# Lowrance LMS 350 A Battery Replacement



## Fish_Heads (Jun 2, 2008)

This unit came on a boat I bought last fall. It probably works about 95%, but won't store way points in memory. Anyone here ever open one up to replace the internal battery?

What's involved in opening it up ? I really don't want to break the case trying to get it apart, since it does at least work now.

So any help or direction would be appreciated.

Thanks in advance !

Fish_Heads


----------



## bountyhunter (Apr 28, 2004)

I tried this on a unit , didn;t work, busted it up pretty good. those were great units. p/s where you gonna get a new battery??


----------



## Fish_Heads (Jun 2, 2008)

bountyhunter said:


> I tried this on a unit , didn;t work, busted it up pretty good. those were great units. p/s where you gonna get a new battery??

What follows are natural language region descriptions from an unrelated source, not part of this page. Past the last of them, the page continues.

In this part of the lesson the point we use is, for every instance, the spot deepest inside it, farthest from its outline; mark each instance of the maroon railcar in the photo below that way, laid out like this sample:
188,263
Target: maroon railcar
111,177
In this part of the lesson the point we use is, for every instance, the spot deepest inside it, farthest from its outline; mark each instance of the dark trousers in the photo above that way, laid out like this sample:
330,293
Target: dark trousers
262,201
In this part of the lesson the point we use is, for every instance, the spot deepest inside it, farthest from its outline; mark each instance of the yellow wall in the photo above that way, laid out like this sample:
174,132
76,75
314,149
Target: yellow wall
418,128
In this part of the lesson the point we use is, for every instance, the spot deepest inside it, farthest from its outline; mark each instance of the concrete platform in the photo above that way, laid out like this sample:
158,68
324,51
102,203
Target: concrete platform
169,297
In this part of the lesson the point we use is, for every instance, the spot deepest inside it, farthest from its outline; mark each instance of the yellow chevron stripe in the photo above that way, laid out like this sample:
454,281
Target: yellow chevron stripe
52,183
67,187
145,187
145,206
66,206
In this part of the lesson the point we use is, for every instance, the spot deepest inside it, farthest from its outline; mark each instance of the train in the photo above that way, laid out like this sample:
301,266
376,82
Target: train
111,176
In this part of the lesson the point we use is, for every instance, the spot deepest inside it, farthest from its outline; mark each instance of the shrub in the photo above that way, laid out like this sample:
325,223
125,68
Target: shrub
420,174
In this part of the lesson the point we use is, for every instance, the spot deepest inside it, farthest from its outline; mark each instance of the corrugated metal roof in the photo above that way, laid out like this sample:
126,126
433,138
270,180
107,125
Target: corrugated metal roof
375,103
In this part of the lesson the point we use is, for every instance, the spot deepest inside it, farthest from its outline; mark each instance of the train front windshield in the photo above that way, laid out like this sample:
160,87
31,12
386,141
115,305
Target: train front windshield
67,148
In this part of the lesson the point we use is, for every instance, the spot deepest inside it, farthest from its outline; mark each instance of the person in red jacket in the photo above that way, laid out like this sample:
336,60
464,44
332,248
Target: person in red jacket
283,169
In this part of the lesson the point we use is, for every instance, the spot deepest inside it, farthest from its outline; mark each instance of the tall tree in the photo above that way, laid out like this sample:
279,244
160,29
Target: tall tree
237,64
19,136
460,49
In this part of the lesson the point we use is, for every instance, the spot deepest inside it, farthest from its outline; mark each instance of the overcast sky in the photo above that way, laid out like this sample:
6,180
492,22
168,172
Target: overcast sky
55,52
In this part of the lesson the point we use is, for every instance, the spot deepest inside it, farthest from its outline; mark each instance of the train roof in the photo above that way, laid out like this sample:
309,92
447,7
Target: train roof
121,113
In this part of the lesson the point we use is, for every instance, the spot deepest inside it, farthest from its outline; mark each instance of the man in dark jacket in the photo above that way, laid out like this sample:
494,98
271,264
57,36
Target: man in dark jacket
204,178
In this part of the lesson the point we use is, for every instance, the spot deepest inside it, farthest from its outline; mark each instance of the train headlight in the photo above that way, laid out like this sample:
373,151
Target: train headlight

I have a good friend who's an electrical engineer that works in the IT dept at Ford. He does all my electrical circuit board work for me when I need something done. He can find about anything relating to circuit boards. The battery is the least of my problems. He wants *Me * to get it apart first !


----------



## bountyhunter (Apr 28, 2004)

just for kicks call lowrance service ,you might get a nice guy too tell you how .heck its only a call and a shot in the dark.


----------



## jennis9 (Jun 13, 2008)

I would also check thehulltruth forum - the tech forum has a ton of info. May want to post a question there too.


----------



## K gonefishin (May 4, 2004)

I wouldn't do it yourself, once the seal is broke it will leak.


----------